Division of Pediatrics Department.



Mechanical shunting of cerebrospinal fluid is an effective treatment for hydrocephalus. Some studies suggest that bradycardia without hypertension may also be observed in ventriculoperitoneal (VP) shunt malfunction; however, in our experience, this is not a common presenting sign.


The aim of this study was to evaluate whether bradycardia without hypertension was a common sign in patients presenting to the pediatric emergency department (ED) with a VP shunt malfunction.


A retrospective observational study, from May 2006 to April 2015, which included a random sample of children admitted to the ED with clinical features suggestive of possible VP shunt malfunction. Control patients were defined as those who arrived at our ED with suspected VP shunt malfunction that was later ruled out on further workup.

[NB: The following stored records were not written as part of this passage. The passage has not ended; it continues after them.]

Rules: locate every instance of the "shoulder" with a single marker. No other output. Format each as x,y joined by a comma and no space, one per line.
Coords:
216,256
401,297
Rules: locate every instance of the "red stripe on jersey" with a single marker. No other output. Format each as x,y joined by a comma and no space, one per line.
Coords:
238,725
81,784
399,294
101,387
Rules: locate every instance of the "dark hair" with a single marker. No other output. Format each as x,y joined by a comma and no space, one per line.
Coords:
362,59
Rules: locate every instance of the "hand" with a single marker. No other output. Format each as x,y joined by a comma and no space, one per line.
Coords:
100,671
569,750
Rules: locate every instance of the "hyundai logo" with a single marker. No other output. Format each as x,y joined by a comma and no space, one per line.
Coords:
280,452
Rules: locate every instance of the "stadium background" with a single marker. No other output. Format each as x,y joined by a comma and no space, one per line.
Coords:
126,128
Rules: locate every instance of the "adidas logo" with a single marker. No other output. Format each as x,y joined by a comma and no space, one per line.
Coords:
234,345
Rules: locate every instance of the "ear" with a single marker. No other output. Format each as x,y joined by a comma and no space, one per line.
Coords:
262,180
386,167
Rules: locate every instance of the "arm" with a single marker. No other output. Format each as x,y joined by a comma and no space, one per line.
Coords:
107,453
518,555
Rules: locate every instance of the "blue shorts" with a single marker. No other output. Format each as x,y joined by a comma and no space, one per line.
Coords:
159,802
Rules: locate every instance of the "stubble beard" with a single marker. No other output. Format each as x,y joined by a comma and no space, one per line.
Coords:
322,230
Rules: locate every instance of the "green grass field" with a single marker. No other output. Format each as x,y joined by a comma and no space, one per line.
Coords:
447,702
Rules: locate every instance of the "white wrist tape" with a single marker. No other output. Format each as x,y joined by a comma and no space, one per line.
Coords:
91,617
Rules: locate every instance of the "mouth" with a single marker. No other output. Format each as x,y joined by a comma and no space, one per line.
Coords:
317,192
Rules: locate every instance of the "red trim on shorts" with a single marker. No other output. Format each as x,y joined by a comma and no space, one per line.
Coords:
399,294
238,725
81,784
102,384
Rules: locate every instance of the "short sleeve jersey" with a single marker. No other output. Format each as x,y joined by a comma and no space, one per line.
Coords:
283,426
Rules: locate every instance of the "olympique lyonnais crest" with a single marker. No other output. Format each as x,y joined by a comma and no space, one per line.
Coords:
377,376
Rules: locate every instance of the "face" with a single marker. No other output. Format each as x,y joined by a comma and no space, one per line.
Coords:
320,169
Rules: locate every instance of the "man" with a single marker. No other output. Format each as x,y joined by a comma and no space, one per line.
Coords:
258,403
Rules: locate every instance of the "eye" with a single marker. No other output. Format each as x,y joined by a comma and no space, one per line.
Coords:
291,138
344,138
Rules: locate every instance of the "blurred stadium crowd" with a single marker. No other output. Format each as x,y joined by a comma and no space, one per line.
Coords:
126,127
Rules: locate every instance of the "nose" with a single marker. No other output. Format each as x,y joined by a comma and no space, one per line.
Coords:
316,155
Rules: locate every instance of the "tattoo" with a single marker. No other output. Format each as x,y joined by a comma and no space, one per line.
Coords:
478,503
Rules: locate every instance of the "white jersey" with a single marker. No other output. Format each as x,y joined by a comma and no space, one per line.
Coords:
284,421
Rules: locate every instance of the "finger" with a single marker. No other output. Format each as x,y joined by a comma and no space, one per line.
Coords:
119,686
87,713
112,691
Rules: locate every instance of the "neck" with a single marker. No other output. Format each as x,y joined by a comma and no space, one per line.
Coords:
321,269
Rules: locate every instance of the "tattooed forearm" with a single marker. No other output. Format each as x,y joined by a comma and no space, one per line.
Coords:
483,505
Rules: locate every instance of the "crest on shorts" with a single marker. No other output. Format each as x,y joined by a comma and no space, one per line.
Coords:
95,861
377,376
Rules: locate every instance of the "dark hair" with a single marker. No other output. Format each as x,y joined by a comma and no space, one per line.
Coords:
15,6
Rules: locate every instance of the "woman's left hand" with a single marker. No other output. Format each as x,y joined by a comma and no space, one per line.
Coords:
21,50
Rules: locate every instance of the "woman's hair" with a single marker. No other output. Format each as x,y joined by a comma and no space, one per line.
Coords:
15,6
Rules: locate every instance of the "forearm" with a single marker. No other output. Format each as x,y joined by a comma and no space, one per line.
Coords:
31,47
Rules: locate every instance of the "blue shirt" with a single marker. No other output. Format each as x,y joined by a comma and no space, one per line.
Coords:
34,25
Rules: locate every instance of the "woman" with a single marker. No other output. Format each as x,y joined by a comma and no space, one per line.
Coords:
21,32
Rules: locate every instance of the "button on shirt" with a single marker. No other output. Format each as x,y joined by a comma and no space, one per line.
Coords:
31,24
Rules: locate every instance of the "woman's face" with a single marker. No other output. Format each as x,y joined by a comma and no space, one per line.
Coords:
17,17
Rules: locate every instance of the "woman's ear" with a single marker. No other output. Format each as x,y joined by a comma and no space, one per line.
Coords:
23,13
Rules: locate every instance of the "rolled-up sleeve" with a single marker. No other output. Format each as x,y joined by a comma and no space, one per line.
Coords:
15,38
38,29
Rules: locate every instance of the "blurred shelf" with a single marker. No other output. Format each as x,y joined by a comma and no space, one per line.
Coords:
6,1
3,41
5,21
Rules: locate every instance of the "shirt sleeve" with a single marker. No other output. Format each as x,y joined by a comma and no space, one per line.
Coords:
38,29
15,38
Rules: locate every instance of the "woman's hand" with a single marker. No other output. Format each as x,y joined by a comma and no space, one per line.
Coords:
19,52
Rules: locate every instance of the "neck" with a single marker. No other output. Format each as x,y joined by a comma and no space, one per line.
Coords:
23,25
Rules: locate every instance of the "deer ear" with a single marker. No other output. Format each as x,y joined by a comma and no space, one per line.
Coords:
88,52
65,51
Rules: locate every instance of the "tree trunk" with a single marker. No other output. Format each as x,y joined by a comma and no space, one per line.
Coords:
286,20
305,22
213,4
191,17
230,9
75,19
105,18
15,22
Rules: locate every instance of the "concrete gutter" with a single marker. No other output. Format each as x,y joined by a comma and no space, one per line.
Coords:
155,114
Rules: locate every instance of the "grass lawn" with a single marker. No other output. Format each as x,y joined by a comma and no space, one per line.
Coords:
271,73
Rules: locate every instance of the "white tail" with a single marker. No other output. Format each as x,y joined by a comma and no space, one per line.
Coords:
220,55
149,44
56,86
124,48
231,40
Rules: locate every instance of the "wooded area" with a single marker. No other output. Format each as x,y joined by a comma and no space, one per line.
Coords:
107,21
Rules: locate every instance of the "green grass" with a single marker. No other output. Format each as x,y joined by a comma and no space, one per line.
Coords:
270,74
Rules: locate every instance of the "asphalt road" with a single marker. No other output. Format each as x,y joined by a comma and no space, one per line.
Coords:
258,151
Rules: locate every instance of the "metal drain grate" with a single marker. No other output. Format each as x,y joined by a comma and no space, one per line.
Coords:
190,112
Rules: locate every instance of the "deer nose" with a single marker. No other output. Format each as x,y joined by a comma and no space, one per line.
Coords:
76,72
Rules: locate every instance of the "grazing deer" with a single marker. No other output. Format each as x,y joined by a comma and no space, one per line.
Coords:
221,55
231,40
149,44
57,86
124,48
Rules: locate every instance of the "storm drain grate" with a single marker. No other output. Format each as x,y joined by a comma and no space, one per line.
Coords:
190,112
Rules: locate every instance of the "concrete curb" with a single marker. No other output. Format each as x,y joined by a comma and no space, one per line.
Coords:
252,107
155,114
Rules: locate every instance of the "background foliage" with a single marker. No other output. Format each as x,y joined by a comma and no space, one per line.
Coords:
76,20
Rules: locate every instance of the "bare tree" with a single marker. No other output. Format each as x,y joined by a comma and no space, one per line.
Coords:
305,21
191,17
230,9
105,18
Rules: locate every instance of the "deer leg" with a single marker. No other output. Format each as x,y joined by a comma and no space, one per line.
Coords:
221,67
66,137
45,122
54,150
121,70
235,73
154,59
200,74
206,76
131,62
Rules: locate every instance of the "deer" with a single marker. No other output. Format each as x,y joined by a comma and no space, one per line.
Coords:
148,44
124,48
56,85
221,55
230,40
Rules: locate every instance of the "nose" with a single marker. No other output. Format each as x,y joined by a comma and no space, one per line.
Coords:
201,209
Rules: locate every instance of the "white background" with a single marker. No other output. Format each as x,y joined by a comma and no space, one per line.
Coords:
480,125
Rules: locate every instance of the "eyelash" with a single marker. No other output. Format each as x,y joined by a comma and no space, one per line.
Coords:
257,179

A total of 65 patients were included in this study. A significantly greater number of patients with a confirmed shunt pathology presented with vomiting (P = 0.01) and lethargy/apathy (P = 0.01). In the control group, a significantly greater number of patients presented with fever (P = 0.004) and seizures (P = 0.02). The number of patients presenting with bradycardia was not significantly different between the shunt pathology and control groups (P > 0.05).


Bradycardia is not a common presentation in patients with VP shunt malfunction. Bradycardia is often recognized as a significant sign; however, it is one of the last presenting signs. Educating patients about the early signs must be considered as part of the treatment for VP shunt malfunction.